I agree with the comments: in practice catching and handling SIGSEGV
is often a bad thing.
And SIGSEGV
is delivered to a specific thread (see this), the one running the machine instruction which accessed to some illegal address.
So you cannot run a thread dedicated to catching SIGSEGV
in other threads. And you probably could not easily use signalfd(2) for SIGSEGV
...
Catching (and returning normally from its signal handler) SIGSEGV
is a complex and processor specific thing (it cannot be "portable C code"). You need to inspect and alter the machine state in the handler, that is either modify the address space (by calling mmap(2) etc...) or modify the register state of the current thread. So use sigaction(2) with SA_SIGINFO
and change the machine specific state pointed by the third argument (of type ucontext_t*
) of the signal handler. Then dive into the processor specific uc_mcontext
field of it.
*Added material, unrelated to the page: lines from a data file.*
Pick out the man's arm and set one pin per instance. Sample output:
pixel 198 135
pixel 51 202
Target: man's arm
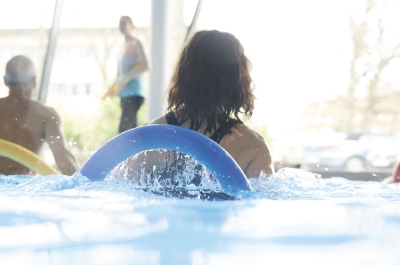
pixel 55 138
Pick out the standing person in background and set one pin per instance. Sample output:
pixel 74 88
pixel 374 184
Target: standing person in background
pixel 211 93
pixel 131 65
pixel 29 123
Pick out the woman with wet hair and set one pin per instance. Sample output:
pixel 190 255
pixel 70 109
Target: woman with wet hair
pixel 211 93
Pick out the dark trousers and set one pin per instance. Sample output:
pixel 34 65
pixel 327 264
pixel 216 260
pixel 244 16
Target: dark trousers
pixel 130 107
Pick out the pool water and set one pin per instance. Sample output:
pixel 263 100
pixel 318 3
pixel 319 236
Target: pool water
pixel 293 217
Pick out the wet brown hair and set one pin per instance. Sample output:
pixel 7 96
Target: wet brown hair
pixel 211 81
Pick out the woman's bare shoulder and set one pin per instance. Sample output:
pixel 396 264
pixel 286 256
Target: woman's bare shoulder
pixel 159 120
pixel 249 149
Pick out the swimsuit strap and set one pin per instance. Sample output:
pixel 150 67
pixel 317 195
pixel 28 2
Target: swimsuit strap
pixel 224 128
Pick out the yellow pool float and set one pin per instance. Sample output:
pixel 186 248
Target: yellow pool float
pixel 26 157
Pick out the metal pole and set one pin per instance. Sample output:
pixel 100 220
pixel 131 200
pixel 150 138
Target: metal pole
pixel 51 46
pixel 192 26
pixel 159 67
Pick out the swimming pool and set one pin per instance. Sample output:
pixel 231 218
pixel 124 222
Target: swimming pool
pixel 292 217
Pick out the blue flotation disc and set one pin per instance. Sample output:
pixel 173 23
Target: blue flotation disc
pixel 190 142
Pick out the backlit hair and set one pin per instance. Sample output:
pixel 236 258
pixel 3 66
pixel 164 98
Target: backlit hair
pixel 211 81
pixel 20 71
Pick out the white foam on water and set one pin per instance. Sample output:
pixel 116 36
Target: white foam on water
pixel 291 217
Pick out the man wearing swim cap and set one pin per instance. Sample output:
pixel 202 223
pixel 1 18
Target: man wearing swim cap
pixel 29 123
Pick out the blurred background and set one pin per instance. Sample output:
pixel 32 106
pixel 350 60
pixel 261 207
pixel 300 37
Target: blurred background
pixel 326 73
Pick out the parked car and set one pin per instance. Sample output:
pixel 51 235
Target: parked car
pixel 344 151
pixel 383 158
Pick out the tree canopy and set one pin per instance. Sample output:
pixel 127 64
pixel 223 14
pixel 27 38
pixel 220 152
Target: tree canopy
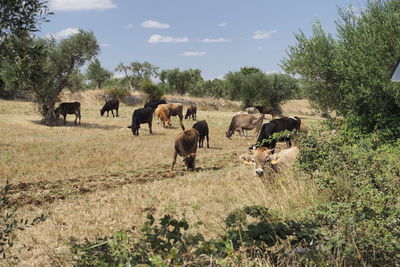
pixel 97 73
pixel 350 74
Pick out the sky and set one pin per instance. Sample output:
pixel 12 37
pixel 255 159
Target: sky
pixel 215 36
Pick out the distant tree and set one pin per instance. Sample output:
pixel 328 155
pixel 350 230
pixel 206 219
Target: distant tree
pixel 254 87
pixel 20 17
pixel 97 73
pixel 209 88
pixel 17 20
pixel 153 91
pixel 53 68
pixel 137 72
pixel 180 82
pixel 351 73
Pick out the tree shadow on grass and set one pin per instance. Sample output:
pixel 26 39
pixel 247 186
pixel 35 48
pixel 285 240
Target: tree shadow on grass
pixel 82 125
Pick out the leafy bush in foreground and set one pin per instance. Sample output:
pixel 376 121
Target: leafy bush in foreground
pixel 359 225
Have fun changing individual registers, etc... If you don't alter the machine state of the faulty thread, execution is resumed (after returning from your SIGSEGV
handler) in the same situation as before, and another SIGSEGV
signal is immediately sent.... Or simply, don't return normally from a SIGSEGV
handler (e.g. use siglongjmp(3) or abort(3) or _exit(2) ...).
Even if you happen to do all this, it is rumored that Linux kernels are not extremely efficient on such executions. So it is rumored that trying to mimic Hurd/Mach external pagers this way on Linux is not very efficient. See this answer...
Of course signal handlers should call only (see signal(7) for more) async-signal-safe functions. In particular, you cannot in principle call fprintf
from them (and you might not be able to use reliably your logging system, but it could work in most but not all cases).
What I said on SIGSEGV
also holds for SIGBUS
and SIGFPE
(and other thread-specific asynchronous signals, if they exist).